When I was in high school, I didn’t study much. I did my homework assignments and studied for the more difficult exams such as chemistry and physics. In my humanity courses, I relied upon memory and generally winged it. My goal was simply to get into college and enjoy life. Embarrassment drove me towards achieving decent grades, in addition to not having to face my parents who knew I could do better. The joy of learning and becoming competent was not part of my high school DNA.
I continued to wing it during my freshman year of college when I took basic engineering courses. My grades were average, and I had to work harder than high school. There were few social activities, and the daily homework grind was unrelenting. I survived my first year and somehow landed a summer engineering job with an energy company where I worked hard in the hot San Joaquin Valley doing manual oil field labor. That summer taught me two things. First, I did not want to spend my life doing manual labor in the desert. And second, I wanted to be an engineer.
When I returned for my sophomore year, I took the third semester of Physical Chemistry and failed the first exam. I winged it. I knew in my heart that I needed to make a drastic change in my approach to becoming competent. I headed to the library each night and I learned how to fully understand technical subjects. My grades soared, to primarily A’s with a few B’s. When the professors posted exam scores, my grades were regularly in the top 10%. My confidence grew and so did my understanding of how to prepare for exams. I needed to be thoroughly organized and know the material without hesitation. This preparation took much more time, but I enjoyed the process towards excellence.
I read a recent story about an Australian journalist who arranged a trip to the UK to interview Adele about her new album, 30. When they met, she asked the reporter a question about her album, and he told her that he had never listened to it. The reporter was promptly sent home without an interview. He winged it and blew this key opportunity.

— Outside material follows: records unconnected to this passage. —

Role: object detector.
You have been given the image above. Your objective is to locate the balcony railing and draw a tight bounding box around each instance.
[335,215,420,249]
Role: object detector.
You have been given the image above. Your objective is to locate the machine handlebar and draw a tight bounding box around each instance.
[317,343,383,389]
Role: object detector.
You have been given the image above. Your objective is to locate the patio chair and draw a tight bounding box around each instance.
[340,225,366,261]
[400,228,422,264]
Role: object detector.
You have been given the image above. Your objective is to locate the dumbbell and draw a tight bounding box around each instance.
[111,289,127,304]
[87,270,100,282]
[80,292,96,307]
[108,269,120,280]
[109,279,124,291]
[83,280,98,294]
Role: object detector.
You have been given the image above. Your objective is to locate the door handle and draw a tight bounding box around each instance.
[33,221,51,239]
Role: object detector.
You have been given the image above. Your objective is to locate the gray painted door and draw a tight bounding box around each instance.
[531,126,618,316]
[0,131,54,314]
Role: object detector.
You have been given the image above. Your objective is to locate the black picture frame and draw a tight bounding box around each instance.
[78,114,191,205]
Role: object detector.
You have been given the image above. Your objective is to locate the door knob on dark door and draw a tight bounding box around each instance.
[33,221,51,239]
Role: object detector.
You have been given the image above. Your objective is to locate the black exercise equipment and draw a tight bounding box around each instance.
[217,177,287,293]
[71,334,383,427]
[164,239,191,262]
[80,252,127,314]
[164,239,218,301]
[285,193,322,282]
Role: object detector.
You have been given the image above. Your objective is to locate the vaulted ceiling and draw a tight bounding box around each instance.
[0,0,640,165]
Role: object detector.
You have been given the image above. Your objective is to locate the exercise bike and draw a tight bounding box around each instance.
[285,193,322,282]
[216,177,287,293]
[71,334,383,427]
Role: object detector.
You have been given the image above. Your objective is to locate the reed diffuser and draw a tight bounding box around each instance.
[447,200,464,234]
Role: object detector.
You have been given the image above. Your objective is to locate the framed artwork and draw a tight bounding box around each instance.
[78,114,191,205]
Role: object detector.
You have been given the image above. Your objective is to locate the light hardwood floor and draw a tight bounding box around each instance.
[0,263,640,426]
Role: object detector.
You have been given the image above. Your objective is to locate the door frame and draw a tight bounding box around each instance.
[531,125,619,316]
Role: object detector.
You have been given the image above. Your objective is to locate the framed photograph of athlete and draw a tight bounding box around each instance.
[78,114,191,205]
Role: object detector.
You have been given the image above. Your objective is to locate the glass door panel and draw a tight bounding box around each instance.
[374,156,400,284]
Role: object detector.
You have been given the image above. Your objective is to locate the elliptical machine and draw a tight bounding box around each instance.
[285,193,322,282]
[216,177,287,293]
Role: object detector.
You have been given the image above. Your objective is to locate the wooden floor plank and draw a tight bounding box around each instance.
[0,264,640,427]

I once scheduled a job interview during my college senior year and was asked why I wanted to do research. I replied that I had no passion for research only to learn that the position was in research. The interview didn’t last long, and I was embarrassed for not doing my homework and wasting the interviewer’s time.
I once took a company course in media relations led by experienced journalists. They taught me to always be honest (no problems there). However, their training was geared to only disclose facts and to divert answers towards my story rather than directly answer difficult questions. Public relations made me uncomfortable, although winging it is not advised. There are very few individuals that can succeed unprepared. What may seem to be spontaneous responses are most often achieved through painstaking research and rehearsals. Meticulous preparation and diligent practice produce effortless spontaneity.
I was asked to preach a sermon on the 500th anniversary of Martin Luther’s nailing his 95 theses on the Wittenberg University door. My sermon was a mere four double-spaced typed pages and lasted only 15 minutes. After the service, close friends asked me how I was able to speak without notes. My sermon text was on the podium but after so many rehearsals, the words just flowed naturally. Had I winged it, I would have read the words without passion and bored the worshippers. Audiences know when speakers are winging it.
When I was in seminary, my theology professor was lecturing on suffering. She told the story of a close friend who was diagnosed with terminal cancer. My professor visited her in the hospital and her friend asked why she had to suffer and die young. My professor momentary stopped speaking and looked hard at the class. She then said that it is in moments like this that ministers cannot wing it. Seminary is the time for pastors to prepare for life and death theological questions. Once a pastor is leading the flock, he or she must competently love. The flock will know when a minister is winging it.
Christianity is a religion of both heart and mind. The heartfelt love of Christ needs to be stoked through study of Scripture, community discipleship, prayer, and hearing the Word. Our faith is not to be punted. We are called “to be renewed in the spirit of your minds” (Ephesians 4:23) and part of that process is understanding our faith, which is both simple and complex. It is simple because the Spirit calls individuals with little religious knowledge. It is complex because of thousands of years of faithful witness to God’s revelation. It is this journey that brings both emotional and intellectual joy to faithful participants.